Video live orchestra Joe Hisaishi 
( untuk menampilkan video :  klik di bagian bawah  --> "lihat versi web" <-- ) 

Meskipun  menyukai film Korea, namun sebaliknya saya belum pernah sampai jatuh cinta pada K-Pop. Pertama musiknya susah dinyanyikan ataupun dicover menjadi instrumental, yang kedua saya tidak suka penampilan para idol yang terkesan 'cantik'. Namun bukan berarti tidak bisa menikmati juga, saya menikmatinya dengan cara berbeda. Saya pribadi bukan Army, tapi membaca cara BTS dalam menciptakan lagu termasuk unik, mereka tidak sekedar menciptakan namun juga berfilosofi lewat lirik mereka. Sebagai contoh, salah satu lagu rap BTS "Persona" diciptakan oleh RM, liriknya penuh semangat, kalimatnya menggetarkan dan menunjukkan sisi mereka yang sebenarnya. Terinspirasi dari teori "Map of The Soul" Carl Jung dimana hati manusia adalah dunia yang sangat kompleks dan mendalam, Persona ( = topeng ) yang secara sadar kita pakai dan tunjukkan pada dunia luar, hingga orang melihat kita sebagai Persona dan akhirnya kita berbalik bertanya "siapakah aku" sebenarnya. Sekali lagi sampai saat ini pun saya belum bisa enjoy mendengarkan lagunya tapi saya tersentuh dengan liriknya. 

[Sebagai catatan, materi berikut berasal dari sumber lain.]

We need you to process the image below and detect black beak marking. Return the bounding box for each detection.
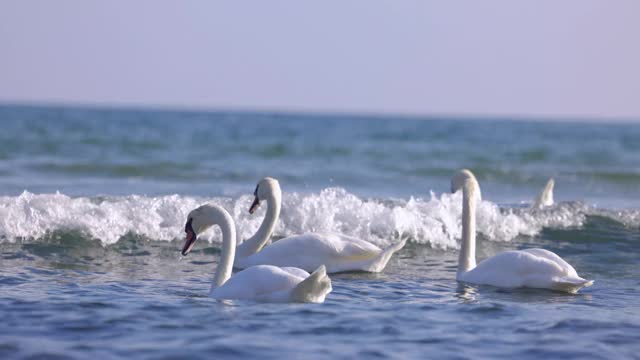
[180,219,198,256]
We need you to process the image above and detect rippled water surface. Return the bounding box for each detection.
[0,106,640,359]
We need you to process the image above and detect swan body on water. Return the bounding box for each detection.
[234,177,406,273]
[182,205,332,303]
[456,169,593,293]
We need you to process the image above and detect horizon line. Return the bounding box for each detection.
[0,99,640,125]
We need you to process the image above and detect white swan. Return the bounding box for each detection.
[532,179,555,209]
[451,169,555,209]
[234,177,406,273]
[456,170,593,293]
[182,205,332,303]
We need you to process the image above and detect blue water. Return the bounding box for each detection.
[0,106,640,359]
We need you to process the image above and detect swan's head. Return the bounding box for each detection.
[451,169,476,193]
[182,205,221,256]
[451,169,482,201]
[249,177,281,214]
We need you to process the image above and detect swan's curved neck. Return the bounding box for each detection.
[238,191,282,256]
[458,179,478,275]
[212,212,236,287]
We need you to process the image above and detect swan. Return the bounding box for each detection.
[456,170,593,293]
[234,177,406,273]
[451,169,555,209]
[182,205,332,303]
[532,179,555,209]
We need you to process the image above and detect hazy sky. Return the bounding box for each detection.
[0,0,640,119]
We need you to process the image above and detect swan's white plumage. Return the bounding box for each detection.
[235,233,404,273]
[180,205,332,302]
[234,178,405,273]
[457,170,593,293]
[209,265,331,302]
[533,179,555,208]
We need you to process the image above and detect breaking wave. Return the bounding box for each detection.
[0,188,640,249]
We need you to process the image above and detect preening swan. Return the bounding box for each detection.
[533,179,555,209]
[234,177,406,273]
[182,205,332,303]
[456,170,593,293]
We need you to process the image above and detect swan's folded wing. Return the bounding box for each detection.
[210,265,308,300]
[521,248,578,276]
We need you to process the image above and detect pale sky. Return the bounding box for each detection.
[0,0,640,120]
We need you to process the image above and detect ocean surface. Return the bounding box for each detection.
[0,105,640,359]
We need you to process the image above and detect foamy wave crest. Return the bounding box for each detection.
[0,188,640,248]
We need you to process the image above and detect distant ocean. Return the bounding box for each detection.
[0,105,640,359]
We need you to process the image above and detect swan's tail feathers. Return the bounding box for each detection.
[365,239,407,272]
[533,178,555,209]
[553,276,593,294]
[291,265,333,303]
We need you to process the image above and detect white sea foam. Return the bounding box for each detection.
[0,188,639,248]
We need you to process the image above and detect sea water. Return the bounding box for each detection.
[0,105,640,359]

Video Persona dengan terjemahan lirik

Tidak hanya terinspirasi oleh Carl Jung, lagu-lagu BTS juga diwarnai oleh karya sastra lain seperti Demian - Hermann Hesse dan beberapa karya Haruki Murakami. Mungkinkah itu yang menjadikan mereka sebagai grup popular saat ini di tengah banyaknya  musisi yang membuat lirik tanpa makna ? Memang akhirnya tidak ada jenis musik yang bisa memuaskan dan disukai semua pihak, tapi saat kita belajar untuk melihat dan mengapresiasi dari sudut yang berbeda bisa jadi kita menemukan cara untuk menikmatinya.

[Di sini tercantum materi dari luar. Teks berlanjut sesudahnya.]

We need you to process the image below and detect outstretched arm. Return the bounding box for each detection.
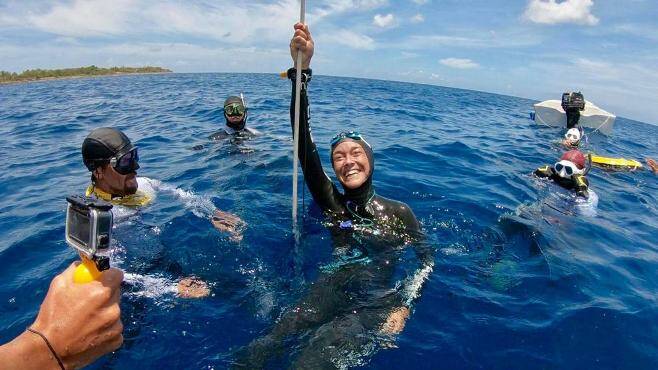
[381,209,434,335]
[288,23,342,212]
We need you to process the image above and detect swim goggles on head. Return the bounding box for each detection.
[553,160,583,178]
[224,103,245,117]
[564,130,580,142]
[110,148,139,175]
[331,131,367,148]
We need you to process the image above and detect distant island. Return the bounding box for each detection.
[0,66,171,84]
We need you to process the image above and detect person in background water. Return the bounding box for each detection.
[0,262,123,370]
[82,127,242,298]
[562,127,582,149]
[562,92,585,129]
[235,23,434,368]
[646,158,658,175]
[192,94,258,150]
[535,149,589,199]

Menikmati karya lukis berbeda dari bisa melukis dengan bagus.
Menikmati sebuah drama Shakespeare berbeda dengan bisa berakting di teater.
Mengapresiasi musik tidak ada hubungan dengan mahir memainkan piano.
Saat anak dipaparkan pada seni sejak dini kita akan terkejut dengan kemampuannya menghargai seni itu sendiri.